Do webrings represent something more philosophical or nostalgic for you, or anyone you know? I think there are two components to this:

  1. The role of the webring
  2. The philosophy of the kinds of websites you'll find on webrings
What webrings represent will differ participant-to-participant or visitor-to-visitor depending on past experience -- for example, how many hours they spent making a sick geocities site in the 90s. For me, my earliest memories of interacting with the internet were ones of sheer discovery and excitement. There was a universe to be traversed. Sites were both about topics (welcome to my website all about vintage medium format cameras!) and personal. Either way, the site was a unique representation of the creator. "Surfing" felt like walking the stacks of a library rather than a doomscroll of homogenic content. Stumbling upon a resonant site was exhilerating, and a whole browser extension, Stumble Upon, was built to try to structure the act of discovery across the vast chasms of the internet. Webrings create niche spaces that enable this kind of discovery and connection.

The nodes of the ring are as important as the ring itself. The websites are often thematically or philosophically aligned. One notes:

This webring is for homepages of people who are interested in low tech, small game tools, and other forms of Web 1.0 inspired creativity.

https://emreed.net/LowTech_Directory.html

What has surprised and delighted me the most is the way some members of the webring interact with others - I now have digital pen pals that I've met via the rings. One person wrote a fantastic {^response essay} to one of my posts from years ago. It creates a lightweight network without the handholding of a intermediary. It's cool!

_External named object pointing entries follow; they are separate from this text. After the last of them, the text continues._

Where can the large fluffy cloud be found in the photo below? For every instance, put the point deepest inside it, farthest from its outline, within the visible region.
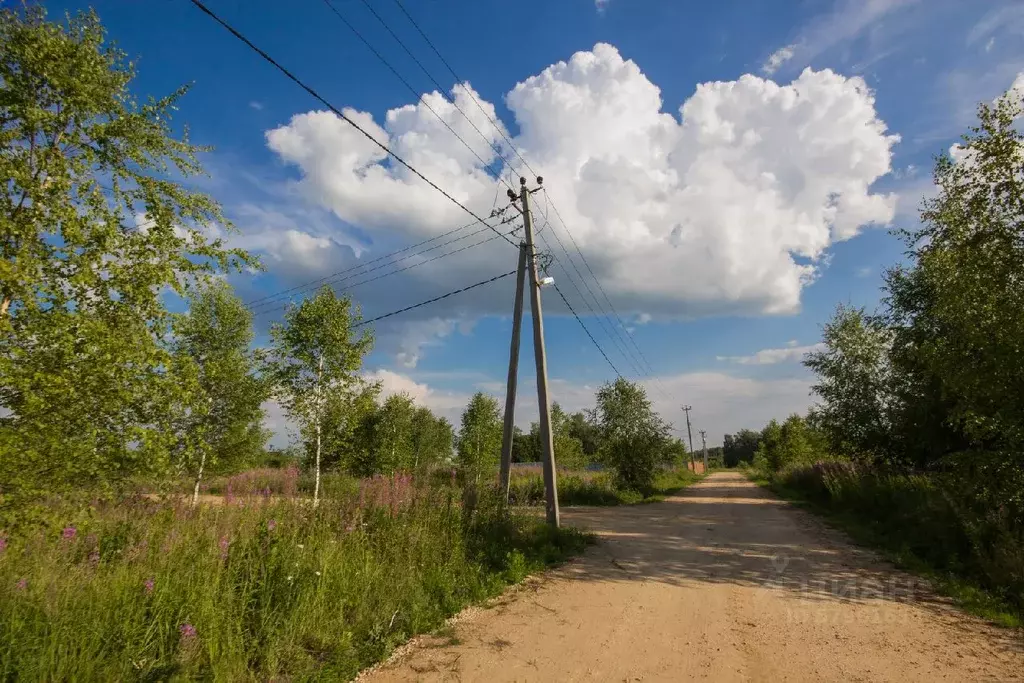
(725, 208)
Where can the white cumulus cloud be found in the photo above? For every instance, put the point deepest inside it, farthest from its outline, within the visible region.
(777, 58)
(770, 356)
(726, 206)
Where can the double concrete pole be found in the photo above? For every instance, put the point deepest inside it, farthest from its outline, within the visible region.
(527, 257)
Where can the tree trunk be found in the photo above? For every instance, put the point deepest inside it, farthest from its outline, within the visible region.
(199, 478)
(320, 376)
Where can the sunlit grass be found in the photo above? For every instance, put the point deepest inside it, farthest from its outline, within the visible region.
(256, 588)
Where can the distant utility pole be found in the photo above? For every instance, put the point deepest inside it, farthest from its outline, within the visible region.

And two questions from Eli's editor:

Do webrings show up on search engines? The webrings and the sites that comprise them will show up on search engines unless they explicitly exclude themselves using methods that any website could. But in the common case, yes, they will appear on search engines. Even cooler though is that some webrings have search engines that just search the member websites of the webring. This is an incredible way to find others reading the same books and adding notes to their personal site, or to find someone working with a similar technology.

What evidence supports that it’s a recent ‘trend,’ or having a resurgence? Do you think that it is, and if so, why? I know that people are becoming more conscious of their online prescences being wholly owned subsidiaries of corporate interest. For those who are interested in subverting that, I think it will become more and more popular. However, the corporate entities are formidible opponents when it comes to a mere trend. I think their hooks are sharp and deep enough to prevent a wholesale migration back to web 1.0, the cozy web, the low tech internet.